Magna International Inc is not looking at taking over any other automakers following the collapse of its deal to buy a stake in General Motors Co’s European operations, the auto parts maker’s co-CEO, Don Walker, said on Thursday.
GM’s board of directors had approved the sale of a 55 percent stake in Germany-based Opel to the Canadian company and its Russian backer Sberbank for 500 million euros after months of negotiations.
But the board reversed its decision late on Tuesday, prompted by improved business conditions and the strategic importance of Opel as a small-car platform for GM going forward.
“We’re not looking at any other transactions in that space,” Walker said in a conference call, responding to a query as to whether Magna might be looking at Ford Motor Co’s Volvo unit or GM’s Saab.

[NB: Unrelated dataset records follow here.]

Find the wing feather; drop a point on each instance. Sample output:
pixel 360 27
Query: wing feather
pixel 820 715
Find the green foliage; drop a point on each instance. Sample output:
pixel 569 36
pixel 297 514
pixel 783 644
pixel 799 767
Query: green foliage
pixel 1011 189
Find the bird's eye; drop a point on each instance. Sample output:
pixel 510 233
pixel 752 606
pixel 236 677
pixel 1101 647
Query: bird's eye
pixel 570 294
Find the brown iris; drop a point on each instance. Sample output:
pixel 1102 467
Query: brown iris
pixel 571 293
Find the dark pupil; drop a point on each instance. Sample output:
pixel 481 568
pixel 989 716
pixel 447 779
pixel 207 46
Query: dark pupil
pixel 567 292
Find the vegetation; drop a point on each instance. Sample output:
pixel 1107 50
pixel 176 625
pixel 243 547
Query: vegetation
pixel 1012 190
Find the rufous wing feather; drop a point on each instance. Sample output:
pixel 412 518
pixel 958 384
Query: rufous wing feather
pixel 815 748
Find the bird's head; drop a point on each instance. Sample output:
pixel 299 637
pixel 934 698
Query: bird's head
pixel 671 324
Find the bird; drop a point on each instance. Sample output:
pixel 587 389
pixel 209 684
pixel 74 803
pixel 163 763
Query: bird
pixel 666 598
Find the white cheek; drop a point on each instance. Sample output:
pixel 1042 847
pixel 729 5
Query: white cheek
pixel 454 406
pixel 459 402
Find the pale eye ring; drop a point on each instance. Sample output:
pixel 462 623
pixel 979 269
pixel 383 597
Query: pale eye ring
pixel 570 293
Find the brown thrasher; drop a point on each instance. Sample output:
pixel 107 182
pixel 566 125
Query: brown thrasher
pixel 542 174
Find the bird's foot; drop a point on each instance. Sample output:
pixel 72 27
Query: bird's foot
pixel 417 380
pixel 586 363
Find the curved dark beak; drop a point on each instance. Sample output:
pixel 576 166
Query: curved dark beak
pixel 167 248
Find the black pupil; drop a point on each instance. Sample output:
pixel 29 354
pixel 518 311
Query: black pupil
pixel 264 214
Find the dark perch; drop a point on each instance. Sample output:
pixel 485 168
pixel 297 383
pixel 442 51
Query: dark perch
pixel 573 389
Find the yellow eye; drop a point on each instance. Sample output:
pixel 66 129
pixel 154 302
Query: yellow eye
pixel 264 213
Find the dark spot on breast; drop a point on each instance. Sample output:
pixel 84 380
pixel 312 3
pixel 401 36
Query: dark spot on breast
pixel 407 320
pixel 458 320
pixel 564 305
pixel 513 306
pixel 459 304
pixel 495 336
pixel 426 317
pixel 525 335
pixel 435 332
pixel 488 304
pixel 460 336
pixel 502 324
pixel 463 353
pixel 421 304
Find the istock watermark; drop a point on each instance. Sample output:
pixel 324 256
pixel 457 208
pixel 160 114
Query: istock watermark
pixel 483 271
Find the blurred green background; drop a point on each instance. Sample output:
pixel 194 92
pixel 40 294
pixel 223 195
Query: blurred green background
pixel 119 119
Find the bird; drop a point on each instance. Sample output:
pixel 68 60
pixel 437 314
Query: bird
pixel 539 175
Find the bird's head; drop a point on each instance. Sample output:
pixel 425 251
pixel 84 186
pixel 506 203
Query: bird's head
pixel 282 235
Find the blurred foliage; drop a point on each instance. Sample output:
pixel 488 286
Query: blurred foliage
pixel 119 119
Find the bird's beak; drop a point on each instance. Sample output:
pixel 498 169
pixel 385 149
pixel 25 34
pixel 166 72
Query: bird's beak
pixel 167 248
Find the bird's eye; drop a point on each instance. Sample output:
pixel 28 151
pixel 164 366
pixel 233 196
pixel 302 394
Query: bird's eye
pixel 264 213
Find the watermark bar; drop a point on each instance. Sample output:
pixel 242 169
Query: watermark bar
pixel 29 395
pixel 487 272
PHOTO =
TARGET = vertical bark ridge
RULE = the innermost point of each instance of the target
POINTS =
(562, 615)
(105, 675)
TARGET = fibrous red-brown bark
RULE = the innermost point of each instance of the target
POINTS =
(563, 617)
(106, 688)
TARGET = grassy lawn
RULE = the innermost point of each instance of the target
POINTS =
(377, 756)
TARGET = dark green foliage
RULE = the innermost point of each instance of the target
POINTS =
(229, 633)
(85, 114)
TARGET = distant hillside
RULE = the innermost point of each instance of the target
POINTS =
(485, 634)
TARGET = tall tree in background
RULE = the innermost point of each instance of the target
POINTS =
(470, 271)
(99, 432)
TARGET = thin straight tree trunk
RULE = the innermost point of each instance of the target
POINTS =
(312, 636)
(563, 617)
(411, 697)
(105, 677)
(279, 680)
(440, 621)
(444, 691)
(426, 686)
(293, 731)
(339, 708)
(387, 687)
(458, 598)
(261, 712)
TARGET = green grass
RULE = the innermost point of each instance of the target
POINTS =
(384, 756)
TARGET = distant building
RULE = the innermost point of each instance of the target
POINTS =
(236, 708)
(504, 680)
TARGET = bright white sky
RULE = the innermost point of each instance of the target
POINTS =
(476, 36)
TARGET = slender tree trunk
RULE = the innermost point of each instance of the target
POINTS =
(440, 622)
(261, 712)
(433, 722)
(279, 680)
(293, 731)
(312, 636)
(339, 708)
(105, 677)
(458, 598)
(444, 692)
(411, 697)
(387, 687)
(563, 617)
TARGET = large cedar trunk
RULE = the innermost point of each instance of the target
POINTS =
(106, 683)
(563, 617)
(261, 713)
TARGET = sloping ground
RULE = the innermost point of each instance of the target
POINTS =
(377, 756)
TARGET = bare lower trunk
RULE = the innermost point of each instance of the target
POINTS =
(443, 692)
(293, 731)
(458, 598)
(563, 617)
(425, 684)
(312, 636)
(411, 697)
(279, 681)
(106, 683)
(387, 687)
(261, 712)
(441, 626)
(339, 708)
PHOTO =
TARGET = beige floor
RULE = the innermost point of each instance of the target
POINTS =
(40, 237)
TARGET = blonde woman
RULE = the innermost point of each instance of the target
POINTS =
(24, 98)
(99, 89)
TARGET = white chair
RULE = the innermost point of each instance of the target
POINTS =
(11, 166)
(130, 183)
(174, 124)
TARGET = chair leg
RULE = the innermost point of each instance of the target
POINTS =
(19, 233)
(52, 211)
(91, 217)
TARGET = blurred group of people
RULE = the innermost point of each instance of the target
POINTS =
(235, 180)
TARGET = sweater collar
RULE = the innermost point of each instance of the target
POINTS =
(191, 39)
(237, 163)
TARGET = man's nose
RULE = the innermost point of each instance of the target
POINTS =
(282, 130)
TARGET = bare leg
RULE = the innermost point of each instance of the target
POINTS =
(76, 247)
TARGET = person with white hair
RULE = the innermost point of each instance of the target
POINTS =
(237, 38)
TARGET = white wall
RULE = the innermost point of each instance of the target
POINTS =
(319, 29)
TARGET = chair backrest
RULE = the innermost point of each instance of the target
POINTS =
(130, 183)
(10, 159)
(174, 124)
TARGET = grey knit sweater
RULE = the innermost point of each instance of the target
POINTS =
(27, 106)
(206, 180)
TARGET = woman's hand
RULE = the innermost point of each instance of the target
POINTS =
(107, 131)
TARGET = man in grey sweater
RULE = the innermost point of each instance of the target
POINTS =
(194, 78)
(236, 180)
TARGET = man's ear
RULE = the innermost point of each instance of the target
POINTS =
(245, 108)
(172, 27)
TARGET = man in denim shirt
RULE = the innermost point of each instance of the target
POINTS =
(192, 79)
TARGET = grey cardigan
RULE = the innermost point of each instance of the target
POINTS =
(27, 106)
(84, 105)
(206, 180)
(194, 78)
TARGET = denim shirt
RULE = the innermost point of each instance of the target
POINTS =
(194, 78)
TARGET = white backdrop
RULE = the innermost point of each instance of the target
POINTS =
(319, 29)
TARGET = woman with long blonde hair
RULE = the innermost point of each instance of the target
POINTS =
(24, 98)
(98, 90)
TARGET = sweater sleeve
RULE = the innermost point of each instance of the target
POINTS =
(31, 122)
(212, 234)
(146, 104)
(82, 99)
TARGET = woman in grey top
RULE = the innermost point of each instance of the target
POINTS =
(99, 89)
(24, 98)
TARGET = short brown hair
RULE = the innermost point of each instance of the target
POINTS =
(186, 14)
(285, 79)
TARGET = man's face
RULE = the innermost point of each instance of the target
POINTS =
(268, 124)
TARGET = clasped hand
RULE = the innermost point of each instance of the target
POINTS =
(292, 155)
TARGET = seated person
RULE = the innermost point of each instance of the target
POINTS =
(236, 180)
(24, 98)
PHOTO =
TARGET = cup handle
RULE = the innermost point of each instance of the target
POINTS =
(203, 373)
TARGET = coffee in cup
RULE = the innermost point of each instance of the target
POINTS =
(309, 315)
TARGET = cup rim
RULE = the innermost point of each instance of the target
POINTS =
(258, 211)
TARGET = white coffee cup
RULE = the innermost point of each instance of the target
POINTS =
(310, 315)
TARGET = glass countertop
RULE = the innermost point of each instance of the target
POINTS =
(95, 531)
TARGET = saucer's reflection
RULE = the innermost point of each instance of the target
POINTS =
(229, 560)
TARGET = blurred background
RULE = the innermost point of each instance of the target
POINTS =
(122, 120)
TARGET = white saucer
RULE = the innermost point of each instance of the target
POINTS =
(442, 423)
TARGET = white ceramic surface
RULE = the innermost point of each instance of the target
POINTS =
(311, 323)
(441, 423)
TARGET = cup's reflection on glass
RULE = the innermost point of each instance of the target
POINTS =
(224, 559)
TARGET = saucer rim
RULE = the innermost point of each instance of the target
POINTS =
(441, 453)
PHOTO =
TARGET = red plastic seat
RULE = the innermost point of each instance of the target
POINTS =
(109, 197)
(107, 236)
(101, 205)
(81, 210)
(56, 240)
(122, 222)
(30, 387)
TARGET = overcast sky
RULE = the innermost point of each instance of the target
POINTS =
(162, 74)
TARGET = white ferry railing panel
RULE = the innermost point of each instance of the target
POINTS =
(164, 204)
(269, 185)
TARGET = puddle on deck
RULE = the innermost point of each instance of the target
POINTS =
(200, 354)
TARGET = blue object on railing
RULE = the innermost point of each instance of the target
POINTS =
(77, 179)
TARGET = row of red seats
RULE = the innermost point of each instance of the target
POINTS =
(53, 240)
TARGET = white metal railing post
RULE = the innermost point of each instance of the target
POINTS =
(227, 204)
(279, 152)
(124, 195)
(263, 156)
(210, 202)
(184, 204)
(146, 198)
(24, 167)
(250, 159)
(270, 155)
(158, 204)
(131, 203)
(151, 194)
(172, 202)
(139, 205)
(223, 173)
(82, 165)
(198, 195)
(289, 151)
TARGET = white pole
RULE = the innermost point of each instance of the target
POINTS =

“Right now we’re focusing back on the core business, which is automotive parts, and we have no discussions going on right now on any other vehicle-type acquisitions.”
The shares of Magna, which reported a surprise third quarter profit on Thursday, rose over 10 percent on Wednesday after the GM/Opel deal fell through.
“Most of the analysts are happy to see the end of it (the deal) and it appears in the share price movement, that was the same conclusion in the investment community,” said David Tyerman, an analyst at Genuity Capital Markets.
There was concern among some in the industry that Magna was buying into a cash-burning, market-share losing operation, Tyerman said.
Other risks associated with the deal included Magna’s lack of experience in running an automaker, especially on the sales and marketing side, and the possibility of its parts business suffering as the company began competing with automakers it supplies with parts.